Dude, it's a game. If someone dicks you over while playing a game, you stop playing the game. If you've paid for the game, you cancel your account and demand your money back. If you're watching other people play the game and you see them get dicked over, you stop playing the game because you don't like the way people are treated, and it's just a game.

Now, the response is predictable. "I've been developing my character for weeks/months/years. I've invested tremendous time and energy into my character. I've invested tremendous emotion into my character. I'm not about to throw it all away because Sony are dicking players over. There has to be another way!"

There is.

You can accept that all of that time and investment was done on someone else's machine, and that if you choose to continue playing, you do so at the risk of being dicked over randomly. You accept that if Sony decides to remove all characters' pants to make random pleasuring themselves on characters easier, they're going to do it and you're not going to be able to stop them.

I understand how these folks feel. My City of Heroes characters have gotten to at least mid level and I truly love them. I love the game. I love how I'm playing it.

But so far, Cryptic and NCSoft haven't dicked folks over. If they did -- especially if I were one of them -- I'd find some other way to spend the monthly subscription fee. Because it's just a game, and I won't pay for the privilege of being dicked over.
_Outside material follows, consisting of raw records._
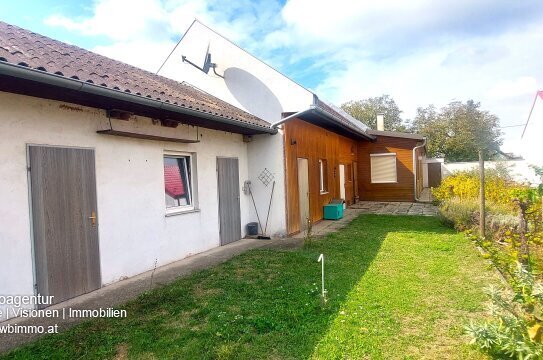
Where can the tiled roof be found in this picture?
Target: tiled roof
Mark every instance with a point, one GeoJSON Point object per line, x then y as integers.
{"type": "Point", "coordinates": [27, 49]}
{"type": "Point", "coordinates": [172, 181]}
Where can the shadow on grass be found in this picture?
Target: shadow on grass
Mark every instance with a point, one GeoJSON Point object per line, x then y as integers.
{"type": "Point", "coordinates": [261, 304]}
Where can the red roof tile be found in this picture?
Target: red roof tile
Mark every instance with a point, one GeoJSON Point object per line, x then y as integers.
{"type": "Point", "coordinates": [24, 48]}
{"type": "Point", "coordinates": [172, 180]}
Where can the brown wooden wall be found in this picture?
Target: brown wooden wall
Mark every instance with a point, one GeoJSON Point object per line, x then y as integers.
{"type": "Point", "coordinates": [305, 140]}
{"type": "Point", "coordinates": [403, 190]}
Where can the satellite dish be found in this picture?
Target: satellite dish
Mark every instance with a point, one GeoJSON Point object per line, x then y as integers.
{"type": "Point", "coordinates": [207, 63]}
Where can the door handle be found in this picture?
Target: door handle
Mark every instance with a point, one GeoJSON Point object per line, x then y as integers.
{"type": "Point", "coordinates": [93, 218]}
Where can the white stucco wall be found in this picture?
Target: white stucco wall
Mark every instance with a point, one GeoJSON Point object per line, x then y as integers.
{"type": "Point", "coordinates": [251, 85]}
{"type": "Point", "coordinates": [248, 82]}
{"type": "Point", "coordinates": [133, 228]}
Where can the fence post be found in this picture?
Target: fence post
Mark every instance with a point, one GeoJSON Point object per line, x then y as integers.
{"type": "Point", "coordinates": [482, 220]}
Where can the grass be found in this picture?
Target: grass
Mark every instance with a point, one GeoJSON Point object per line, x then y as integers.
{"type": "Point", "coordinates": [399, 287]}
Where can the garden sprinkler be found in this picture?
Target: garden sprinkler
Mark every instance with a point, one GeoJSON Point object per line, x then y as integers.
{"type": "Point", "coordinates": [324, 300]}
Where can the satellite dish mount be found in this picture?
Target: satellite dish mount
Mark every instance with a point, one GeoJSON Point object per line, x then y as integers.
{"type": "Point", "coordinates": [207, 63]}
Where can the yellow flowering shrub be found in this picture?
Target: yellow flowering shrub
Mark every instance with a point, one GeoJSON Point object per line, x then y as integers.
{"type": "Point", "coordinates": [464, 185]}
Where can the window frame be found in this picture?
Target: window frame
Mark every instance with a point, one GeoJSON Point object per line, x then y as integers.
{"type": "Point", "coordinates": [191, 174]}
{"type": "Point", "coordinates": [395, 181]}
{"type": "Point", "coordinates": [323, 176]}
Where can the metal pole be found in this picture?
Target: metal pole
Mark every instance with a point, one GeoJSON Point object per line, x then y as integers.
{"type": "Point", "coordinates": [482, 223]}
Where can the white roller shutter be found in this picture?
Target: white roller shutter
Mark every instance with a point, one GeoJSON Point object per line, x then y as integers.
{"type": "Point", "coordinates": [383, 168]}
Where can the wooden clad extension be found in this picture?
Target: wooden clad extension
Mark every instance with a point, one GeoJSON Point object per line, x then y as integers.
{"type": "Point", "coordinates": [311, 142]}
{"type": "Point", "coordinates": [403, 189]}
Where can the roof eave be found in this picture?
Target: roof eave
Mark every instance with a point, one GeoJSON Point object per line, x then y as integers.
{"type": "Point", "coordinates": [24, 73]}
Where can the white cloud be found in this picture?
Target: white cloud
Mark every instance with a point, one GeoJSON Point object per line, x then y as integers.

The appropriate response to Sony's actions in this case is simple. There should be massive account cancellations, from people affected and from people who have nothing to do with the situation. Sony -- and more to the point, Lucasarts -- should be forced to have meetings where someone in a tie slaps a hardcopy onto the table and says "Damn it, Steve! Account cancellations are up twenty percent and new accounts are down fifteen percent. Who's the idiot who decided the way to break up protests was to teleport people all over gamespace? I have a garbage bag for him to put all his stuff in and a security guard to 'teleport' him off the premises!" Players should make it clear that their monthly fees means they have an expectation of how they're treated, and this isn't it.

Absent those account cancellations, there's not much point to discussing it. Their game? Their rules.

Check your pants on login, Rebel Scum.